We live between the act of awakening and the act of surrender. Each morning we awaken to the light and the invitation to a new day in the world of time: each night we surrender to the dark to be taken to play in the world of dreams where time is no more. At birth we were awakened and emerged to become visible in the world. At death we will surrender again to the dark to become invisible. Awakening and surrender: they frame each day and each life; between them the journey where anything can happen, the beauty and the frailty.
~John O’Donohue
From where I sit writing this, I can see outside to a lush expanse of green yard and trees. There is our giant Rhododendron bursting with purple flowers. Above me, my children’s voices are off and on tinkling with laughter, then shrill and angry. I was met this morning by soft rain in the darkness of the early morning, but when I opened my eyes after meditating, the sunlight spilled through from the wood line. Today, I will have undoubtedly: emails and phone calls to answer, problems to solve, my children’s hugs and kisses, business and dishes to which I’ll attend, cats to feed, friends to text, books that I’ll read. Between the moments when I woke and when I sleep, there is abundant possibility, beauty met by frailty for sure. I can only imagine. I began, though, with a yoga practice on my mat, where I also had both plans and possibilities and; intention and imagination. Though I framed the time with what I intended to unfold, the richness and subtlety of feeling, sensation, and surrender met me and beckoned to me to be present for the beauty that would come with being present to all the ways life would show up for me—on my mat and off.
Lately, I try not to simply imagine the unfolding of life in all it’s abundant riches. I am working to be awake and alive to the beauty of this life and world in every moment. And so, my practice of yoga has become more aligned with all that connects me more deeply toward the source of true beauty and love. I feel the call, both quiet and urgent, toward paying attention to beauty.

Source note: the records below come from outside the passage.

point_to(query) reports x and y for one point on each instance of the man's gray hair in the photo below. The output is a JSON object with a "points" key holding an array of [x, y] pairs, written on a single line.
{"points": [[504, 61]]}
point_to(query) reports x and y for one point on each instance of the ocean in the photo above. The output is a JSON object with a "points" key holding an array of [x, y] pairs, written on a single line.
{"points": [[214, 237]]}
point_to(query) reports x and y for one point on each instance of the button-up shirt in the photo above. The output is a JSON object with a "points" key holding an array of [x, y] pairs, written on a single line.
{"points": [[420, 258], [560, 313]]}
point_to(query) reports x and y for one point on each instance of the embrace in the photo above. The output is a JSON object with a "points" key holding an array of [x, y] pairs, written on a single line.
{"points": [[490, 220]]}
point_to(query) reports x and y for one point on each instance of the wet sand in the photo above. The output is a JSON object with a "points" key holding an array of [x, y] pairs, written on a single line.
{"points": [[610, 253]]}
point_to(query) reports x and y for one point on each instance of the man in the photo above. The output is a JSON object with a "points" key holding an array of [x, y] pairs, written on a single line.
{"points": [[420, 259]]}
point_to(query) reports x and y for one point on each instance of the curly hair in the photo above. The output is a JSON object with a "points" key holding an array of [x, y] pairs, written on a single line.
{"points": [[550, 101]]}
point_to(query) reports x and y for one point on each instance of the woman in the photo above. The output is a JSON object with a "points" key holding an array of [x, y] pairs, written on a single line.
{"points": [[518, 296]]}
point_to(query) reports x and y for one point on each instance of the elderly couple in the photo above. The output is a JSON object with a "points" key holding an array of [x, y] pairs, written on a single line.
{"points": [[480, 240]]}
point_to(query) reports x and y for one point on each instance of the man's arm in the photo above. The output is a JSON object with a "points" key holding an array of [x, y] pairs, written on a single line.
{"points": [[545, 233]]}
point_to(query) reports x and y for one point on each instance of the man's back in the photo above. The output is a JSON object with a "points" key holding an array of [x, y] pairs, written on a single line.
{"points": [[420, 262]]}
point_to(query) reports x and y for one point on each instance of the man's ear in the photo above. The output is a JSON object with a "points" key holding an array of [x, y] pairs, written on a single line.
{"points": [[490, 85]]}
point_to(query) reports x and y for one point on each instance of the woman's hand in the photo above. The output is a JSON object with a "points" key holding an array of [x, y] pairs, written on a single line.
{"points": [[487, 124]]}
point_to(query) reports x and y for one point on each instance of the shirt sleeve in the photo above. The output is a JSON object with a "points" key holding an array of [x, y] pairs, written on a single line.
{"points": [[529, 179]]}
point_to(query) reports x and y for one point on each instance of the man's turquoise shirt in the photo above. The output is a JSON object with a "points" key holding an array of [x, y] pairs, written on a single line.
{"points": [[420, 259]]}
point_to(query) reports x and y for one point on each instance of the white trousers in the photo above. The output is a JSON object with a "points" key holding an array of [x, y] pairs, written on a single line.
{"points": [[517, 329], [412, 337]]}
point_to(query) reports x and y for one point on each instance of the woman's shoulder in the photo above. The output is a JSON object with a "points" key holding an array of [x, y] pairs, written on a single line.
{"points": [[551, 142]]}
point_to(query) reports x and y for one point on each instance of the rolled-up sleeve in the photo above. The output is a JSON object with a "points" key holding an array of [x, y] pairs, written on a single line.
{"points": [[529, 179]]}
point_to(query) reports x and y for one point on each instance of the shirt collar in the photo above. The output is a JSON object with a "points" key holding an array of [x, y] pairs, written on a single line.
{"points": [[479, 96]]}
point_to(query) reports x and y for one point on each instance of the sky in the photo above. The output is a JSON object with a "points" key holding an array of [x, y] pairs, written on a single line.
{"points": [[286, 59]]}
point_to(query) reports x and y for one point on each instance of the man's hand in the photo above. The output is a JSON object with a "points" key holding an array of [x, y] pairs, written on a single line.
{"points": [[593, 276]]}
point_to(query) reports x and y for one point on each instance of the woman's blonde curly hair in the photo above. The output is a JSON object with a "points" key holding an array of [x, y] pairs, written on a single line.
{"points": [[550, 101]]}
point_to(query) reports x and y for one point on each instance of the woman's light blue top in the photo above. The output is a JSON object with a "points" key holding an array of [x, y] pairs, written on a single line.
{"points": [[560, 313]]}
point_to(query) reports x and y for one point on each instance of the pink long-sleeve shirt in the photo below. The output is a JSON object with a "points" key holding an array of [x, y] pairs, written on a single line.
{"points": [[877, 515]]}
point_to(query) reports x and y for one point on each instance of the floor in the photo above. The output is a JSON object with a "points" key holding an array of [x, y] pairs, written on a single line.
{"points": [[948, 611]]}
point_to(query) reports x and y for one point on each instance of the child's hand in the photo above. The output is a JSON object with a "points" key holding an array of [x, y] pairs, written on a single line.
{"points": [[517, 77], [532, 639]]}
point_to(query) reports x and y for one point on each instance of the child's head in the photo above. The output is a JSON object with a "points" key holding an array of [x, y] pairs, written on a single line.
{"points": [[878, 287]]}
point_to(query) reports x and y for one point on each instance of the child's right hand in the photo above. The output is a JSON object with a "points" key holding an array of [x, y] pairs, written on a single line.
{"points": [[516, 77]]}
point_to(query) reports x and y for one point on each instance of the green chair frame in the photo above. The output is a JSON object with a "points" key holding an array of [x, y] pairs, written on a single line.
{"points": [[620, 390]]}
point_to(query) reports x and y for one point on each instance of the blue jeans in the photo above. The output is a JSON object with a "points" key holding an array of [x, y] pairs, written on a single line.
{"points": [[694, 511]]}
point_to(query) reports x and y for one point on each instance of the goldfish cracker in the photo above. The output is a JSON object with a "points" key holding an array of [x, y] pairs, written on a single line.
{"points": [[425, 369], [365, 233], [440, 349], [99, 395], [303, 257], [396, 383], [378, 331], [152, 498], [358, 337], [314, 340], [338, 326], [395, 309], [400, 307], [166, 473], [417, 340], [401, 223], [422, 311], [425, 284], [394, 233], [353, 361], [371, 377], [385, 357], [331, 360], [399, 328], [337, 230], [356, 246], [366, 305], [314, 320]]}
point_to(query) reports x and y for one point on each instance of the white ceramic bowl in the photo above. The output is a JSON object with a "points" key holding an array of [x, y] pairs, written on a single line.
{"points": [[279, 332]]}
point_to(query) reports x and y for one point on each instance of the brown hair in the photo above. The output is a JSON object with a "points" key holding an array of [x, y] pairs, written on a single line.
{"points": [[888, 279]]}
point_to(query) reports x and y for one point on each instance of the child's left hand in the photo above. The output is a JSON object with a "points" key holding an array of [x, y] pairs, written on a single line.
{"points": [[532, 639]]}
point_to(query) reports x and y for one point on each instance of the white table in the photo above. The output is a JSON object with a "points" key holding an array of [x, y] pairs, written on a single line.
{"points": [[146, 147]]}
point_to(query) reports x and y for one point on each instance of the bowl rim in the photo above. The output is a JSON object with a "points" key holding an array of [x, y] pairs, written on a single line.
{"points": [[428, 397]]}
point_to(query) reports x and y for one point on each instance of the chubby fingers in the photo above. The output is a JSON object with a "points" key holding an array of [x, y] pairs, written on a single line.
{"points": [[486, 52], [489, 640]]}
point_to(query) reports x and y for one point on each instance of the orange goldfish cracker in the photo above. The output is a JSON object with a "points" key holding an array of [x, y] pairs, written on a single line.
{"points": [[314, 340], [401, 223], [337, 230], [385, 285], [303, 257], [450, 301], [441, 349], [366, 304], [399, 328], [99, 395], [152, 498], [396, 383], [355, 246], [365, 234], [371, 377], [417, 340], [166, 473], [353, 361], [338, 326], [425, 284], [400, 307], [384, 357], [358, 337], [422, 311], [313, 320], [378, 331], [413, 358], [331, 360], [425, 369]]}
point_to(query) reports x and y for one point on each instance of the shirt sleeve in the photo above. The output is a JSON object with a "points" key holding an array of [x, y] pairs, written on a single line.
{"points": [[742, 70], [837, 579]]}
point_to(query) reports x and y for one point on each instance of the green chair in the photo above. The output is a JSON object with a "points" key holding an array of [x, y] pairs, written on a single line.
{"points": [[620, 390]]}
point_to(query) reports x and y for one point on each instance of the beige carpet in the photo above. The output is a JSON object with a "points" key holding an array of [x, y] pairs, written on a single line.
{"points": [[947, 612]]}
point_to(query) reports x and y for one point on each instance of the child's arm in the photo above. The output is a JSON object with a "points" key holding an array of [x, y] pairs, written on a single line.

I didn’t know it when I first started practicing yoga but I do now—these practices are meant to connect us more deeply to the heart of love. To be able to slow down, see deeply, hear wisely, respond nobly, breathe more effortlessly, accept with compassion—these are the qualities that are hidden beneath the postures, the meditation, the acts of learning to breathe. Though I began this practice many years ago hoping to make myself different (stronger, fitter, calmer, slimmer, healthier…), I’ve been graced along the way with knowing that I am whole and that all the work I do is growing my ability to love more,; to see more, and to overflow with beauty and possibility more.
How does this look for me? It looks like me honoring my arthritic wrist with fewer arm balances and finding fluid asana practices that include more standing postures. It means finding strength in ways that might look different than it did even a few months ago. It looks like me choosing to teach the parts of the practice that I love deeply, rather than trying to meet anyone elses expectations. It comes through when I include my love of story in my classes, and my desire to both strengthen and nurture the bodies of my students. I have a dream of connection—that humans might learn to listen more and really hear the common loves and fears we all hold—and so I practice really listening to hear these aspects in the people I know well—and in those I do not. I have a dream that all people everywhere might be free of both internal and external harm and know the comfort of being safe in their own skin, so I work to hold a space in the world where these things are possible. It also means I am honoring my need for rest, for play, for nurturing myself as much as I wish to nurture my students. I am also working hard to see how beauty and love show up in the darkest moments between people. The body with strength, the body at rest, and the body in sorrow, are all beautiful bodies—we need only connect to our wholeness to experience that.
From the time I first started this practice to now, there have been moments of true frailty and incredible strength. I have gotten to know the subtle inner world of me that whispers its needs. I have connected to students, to my family, and I have learned that this state of being alive is only truly alive if I answer the call to see and bring beauty and love to every moment. For me, this understanding has arisen because I’ve become willing to be quiet—truly and often frighteningly quiet. Writer and poet, O’Donohue writes, “In the midst of fragmentation and distress beauty draws the soul into an experience where an elegant order prevails.” I am listening these days, ever more quietly, within the fragmentation and distress, for the kind of practices that will lead me ever closer to the elegant order of love that I know for sure will always prevail.